— Хм, — Ратьков отодвинул все бумаги в сторону, оставив перед собой только листы со схемами. Тщательно выбрал для каждого место на огромном обеденном столе. Взял в руки чашку и встал, окидывая взглядом все листы сразу. Постояв минут пять, он заключил:— Схемы на бумаге это хорошо, но лучше взять из вашей игровой комнаты фигурки солдат и расставить должным образом на столе.
— У меня не найдётся их в таком количестве, — великий князь почесал лоб, — давайте вырежем из бумаги потребное число кружочков, треугольников и иных фигурок.
— Хорошо, но это потребует значительного времени.
— Полагаю, всё будет готово к окончанию обеда. Если вы сможете быть у меня до вечера, то я немедленно распоряжусь.
— Кхе, — старый генерал тряхнул головой, — Тогда, я должен буду сейчас покинуть вас, мне необходимо уладить семейные дела.
— Прекрасно, жду вас на обед.
— Простите, Ваше Императорское Высочество, я успею быть у вас только к пяти, но после этого готов буду быть возле вас до понедельника неотлучно.
— Жду вас к семи.
* * *
1 декабря 1827, Санкт-Петербург
Ночью Саша спал беспокойно. Кошмары несколько раз заставляли его пробуждаться и тут же исчезали из памяти, оставляя только непонятное тревожное ощущение. Наступление тёмного зимнего утра не принесло облегчения. Проснувшись с тяжёлой головой, Саша в прескверном настроении приступил к утренней гимнастике. Упражнения немного разогнали кровь, но настроение не менялось. И только выйдя сад на пробежку, он ощутил в себе нечто новое. После двух кругов возникло желание какого-то преодоления и озорства. Саша свернул с дорожек и понёсся по заснеженным газонам, перепрыгивая через небольшие кусты и уклоняясь от цеплючих веток. Мгновенно дыхание сбилось, и он застыл у ограды, переводя дух. Сообразив, что стоять на холоде с мокрыми ногами не лучшее решение, великий князь поспешил вернуться во дворец. Из ванной он вышел уже вполне бодрым и с энтузиазмом приступил к завтраку. Приглашённый к столу Ратьков не смог удержать улыбки, глядя на наследника.
— Я рад, Александр Николаевич, видеть вас в таком хорошем настроении. После столь тяжёлого и длинного дня.
— Надеюсь и вам удалось отдохнуть за ночь. Сейчас продолжим. Ещё слишком многое осталось неопределённым.
— Я долго не мог заснуть, — улыбнулся генерал.
— Тогда лучше будет перед обедом совершить небольшую прогулку, а после поиграем в шахматы.
— Лучше на бильярде. У вас здесь не плохой стол, и я готов взяться показать вам основы игры.
— Прекрасно! Люблю новые впечатления!
По обыкновению, трапеза великого князя заканчивалась чаем. Неспешно отпивая из чашки, наследник престола принялся пояснять наставнику суть своей основной на сегодня заботы. Однако, Ратьков прервал его:
— Александр Николаевич, я хотел бы вернуться к вчерашнему разговору. Полагаю, мы забыли о лошадях.
— Я много о чём забыл. Тулупы для караульных вспомнил, а про плащи забыл. Санитара предусмотрел, а каждому подсумок с тряпьём и корпией не определил. Сигнальные ракеты для командиров отделений, взводов, рот и батальонов не упомянул. И ещё много чего. Надеюсь, у меня достанет сил всё ещё не раз продумать, а у вас проверить за мной.

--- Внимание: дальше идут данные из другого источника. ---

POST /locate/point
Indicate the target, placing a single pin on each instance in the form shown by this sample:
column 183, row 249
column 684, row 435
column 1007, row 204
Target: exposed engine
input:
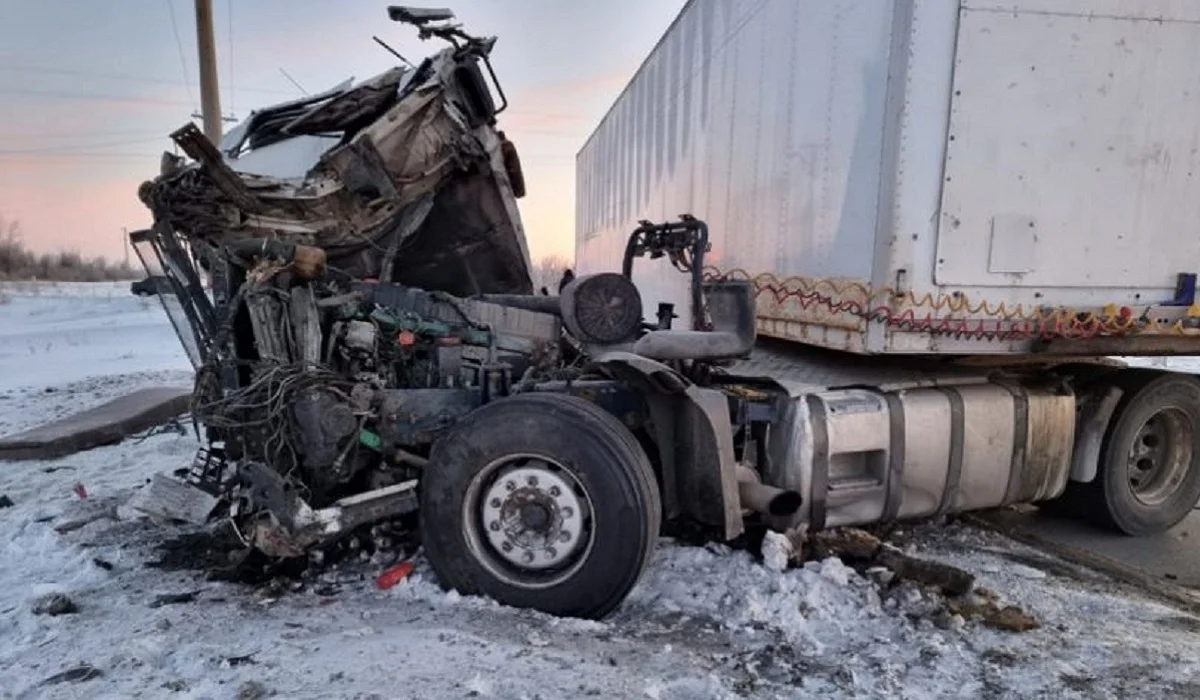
column 371, row 288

— Я уверен, что у нас достаточно времени. Создание самого обычного полка занимает не менее года. По-старому, по-привычному... Пока всё притрётся: место, люди, снабжение. Это только на бумаге всё выглядит гладко и просто. Подписал государь указ и создался полк. Потому нередко новые полки устраивают просто, собрав с других один или два батальона. Так и новому полку наладить жизнь легче, и старые не сильно страдают. Восстановить утраченную роту или две в налаженном хозяйстве не сложно. У нас же случай особый, — старик немного беззвучно пошевелил губами, улыбнулся и, слегка подавшись вперёд, прошептал: — Государь всё понимает и не станет требовать невозможного.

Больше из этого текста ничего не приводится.